WHEN PLURRY IN TOWN SOMEBODY GON GET PREGNANT

—mandee


people who wear snuggies look like they've joined a cult. time to kill the boys and rape the girls I suppose.

—bguirk


is [a flame retardant] different than a flaming retard?

—bguirk


i like to imagine her firing out babies from her vagina one after the other like a machine gun.

—mandee


There was an anti-rape campaign at CU Boulder a while back, one of the slogans chalked all over the campus was "MEN, STOP RAPING WOMEN!" It's almost having an anti-suicide bombing campaign with a slogan like "MUSLIMS, STOP BLOWING YOURSELVES UP!"

—ZT-In-Bosco


if bob saget raped me, i wouldn't scream. i'd probably start laughing and i'd be thinking omg bob saget is raping me i can't wait to tell everyone i know.

—mandee


to be fair though - halitosis is rape

—anobody


don't worry--I still think you're all special flowers. nutty special flowers.

—bguirk


[Cyrus series deluxe]

[Miley Cyrus's brother is in a band called M]etro [station]? the jokes are writing themselves.
-
i heard he has a side project called closet depot.
-
or, was it trans-gender terminal?
-
OR WAS IT HOMO HEADQUARTERS? I FORGET.

—plurry


..but the glove might break and dark green might get an abortion, ruining awag's chances of being respected as a young republican.

—adams_babymomma


there should be a vending machine that will spit out a whois gimp for a dollar.

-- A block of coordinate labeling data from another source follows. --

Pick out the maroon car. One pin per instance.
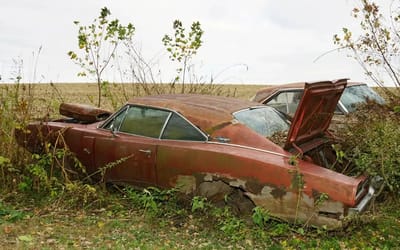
(217, 146)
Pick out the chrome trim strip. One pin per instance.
(248, 147)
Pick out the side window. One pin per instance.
(286, 102)
(144, 121)
(179, 129)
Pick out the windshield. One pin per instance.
(264, 120)
(354, 95)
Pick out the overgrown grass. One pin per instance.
(124, 219)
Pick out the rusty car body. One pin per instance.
(215, 146)
(286, 97)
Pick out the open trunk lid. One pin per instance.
(314, 114)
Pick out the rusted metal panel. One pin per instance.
(82, 112)
(315, 111)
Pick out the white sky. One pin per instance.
(258, 41)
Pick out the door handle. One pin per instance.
(146, 151)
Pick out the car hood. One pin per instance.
(314, 113)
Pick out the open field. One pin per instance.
(95, 217)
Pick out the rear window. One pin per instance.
(263, 120)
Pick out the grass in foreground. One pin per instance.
(131, 220)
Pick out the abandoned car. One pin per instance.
(286, 97)
(216, 146)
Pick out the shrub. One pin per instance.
(371, 141)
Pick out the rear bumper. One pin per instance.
(364, 202)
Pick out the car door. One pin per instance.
(128, 154)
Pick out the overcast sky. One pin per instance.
(258, 41)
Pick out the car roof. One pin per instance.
(205, 111)
(266, 92)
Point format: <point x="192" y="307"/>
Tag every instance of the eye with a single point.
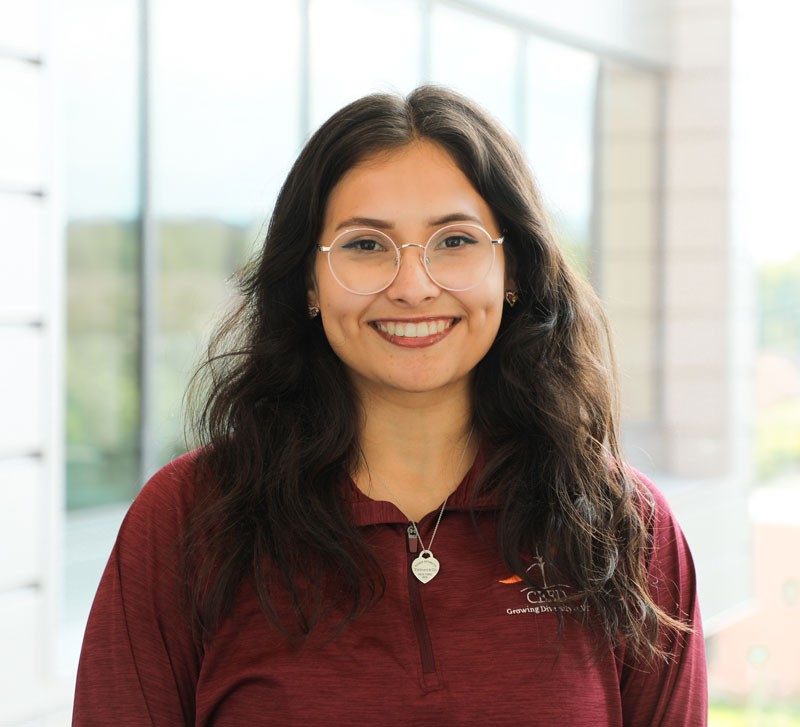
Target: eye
<point x="455" y="241"/>
<point x="363" y="244"/>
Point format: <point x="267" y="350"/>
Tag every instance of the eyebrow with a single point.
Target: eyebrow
<point x="384" y="225"/>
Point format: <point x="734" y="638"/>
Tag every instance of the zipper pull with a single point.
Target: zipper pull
<point x="412" y="539"/>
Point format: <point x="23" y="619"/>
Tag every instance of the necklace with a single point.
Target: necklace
<point x="425" y="566"/>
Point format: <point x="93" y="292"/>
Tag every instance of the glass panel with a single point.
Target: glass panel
<point x="99" y="94"/>
<point x="224" y="122"/>
<point x="478" y="58"/>
<point x="21" y="139"/>
<point x="629" y="273"/>
<point x="559" y="143"/>
<point x="352" y="54"/>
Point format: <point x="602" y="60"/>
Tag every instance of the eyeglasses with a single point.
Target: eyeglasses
<point x="366" y="261"/>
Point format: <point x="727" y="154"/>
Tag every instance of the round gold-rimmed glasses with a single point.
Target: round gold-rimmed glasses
<point x="366" y="261"/>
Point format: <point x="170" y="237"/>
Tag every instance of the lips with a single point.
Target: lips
<point x="388" y="332"/>
<point x="418" y="328"/>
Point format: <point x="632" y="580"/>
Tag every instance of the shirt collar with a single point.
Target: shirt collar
<point x="367" y="511"/>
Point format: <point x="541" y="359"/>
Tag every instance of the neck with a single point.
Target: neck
<point x="412" y="448"/>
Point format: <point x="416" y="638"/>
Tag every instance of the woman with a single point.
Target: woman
<point x="409" y="506"/>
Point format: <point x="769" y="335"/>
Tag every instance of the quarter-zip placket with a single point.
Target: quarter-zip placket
<point x="430" y="674"/>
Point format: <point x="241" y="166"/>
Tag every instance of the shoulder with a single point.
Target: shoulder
<point x="161" y="506"/>
<point x="668" y="553"/>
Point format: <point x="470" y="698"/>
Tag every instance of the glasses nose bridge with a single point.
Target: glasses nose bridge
<point x="400" y="255"/>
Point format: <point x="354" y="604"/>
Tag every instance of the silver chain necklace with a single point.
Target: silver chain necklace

dusty, i need you, a laptop and a large box with a change maker. we're going to vegas, baby!!!

—plurry


i think sploozer is wrong. the hymen should be compared to a susan b. anthony dollar and drew can't be bought for anything less than a farthing.

—pookie


[your bets on my death are] all wrong, I'm goin out by possums. LEGIONS of them. and I'm seeing a claymore interjected in there somewhere.

—anfernee


During a one night stand I farted while the chick was climbing on top of me. It was really loud and really long. LIke a 6 second fart.

—whoisnumbaone


You guys ever watch fireworks and see the sperm fireworks they shoot? They totally look like sperm. They even look like they're swimming. I love sperm fireworks! They make me happy. :-)

—acm323


for me its been so long my hymen grew back

—000


mandee, let's meet up and burn one down when i am in boston. we can take a picture of us smoking, post it here, and then kellogg's will drop our sponsorships and we will have to issue public apologies, it will be the stuff TLC legends are made of.

—airking32


Sure I was kidnapped and sexually molested by a shemale stranger who dressed as Gumby while making me wear an Uncle Sam costume and call him Mr. President while he sodomized me with a pickle... but then who wasn't?

—anobody


[blast from the past, left edition]
Seattle = Stupid Environmental Activists Trying To Look Elegant.

—left arm to the vending machine


If only I would read the hydrogen audio wiki page on LAME (which I, of course, haven't), I would see the light and realize that you have the one true codec.

—anobody


This must have been more than a bitch slap, he probably used an umbrella-ella-ella.

—adams_babymomma


my professor wants me to call her again tomorrow. she'll wind up using me as research for her study on stupid white people.

—mandee


lol - the office people were trying to kill whois.

—plurry


In my experience, Wiccans are like water molecules. You have one fat girl bonded with two smaller girls. Oxygen is bigger than hydrogen, right?

—ZT-In-MajandraFan


DUZ SHE LIEK RUVRINE? ASK HER IF SHE RIKES RUVRINE.

—mandee


lol glitter tips. it's pretty rare that a guy would say she's so hot, her fingernails were glittery as fuck. but i mean, everyone's got their fetish.

—mandee


I NEED SOMEONE WITH LEE PRESS ON NAILS TO JERK ME OFF. IT'S THE ONLY WAY I CAN COME.

—plurry


I spent v-day at the hospital but ran to the pharmacy and saw a line of loser dudes buying a bunch of cheap last minute crap (plastic flowers) for their ladies. The line was literally 10 losers deep.

—bguirk


Lena, your crushes are allowed to control you and beat you, as long as they're cute and they pay for dinner.

—jezebel


The internet is all fun and games until someone shows up on your fucking doorstep.

—ZT-In-MajandraFan


The reason I don't listen to Stryker-Loveline is because it is so often so cringeworthy that the hairs stand up on my skin and my knees and elbows feel like I've just banged them against something wooden, like a desk, which I just have, cuz it's so bad.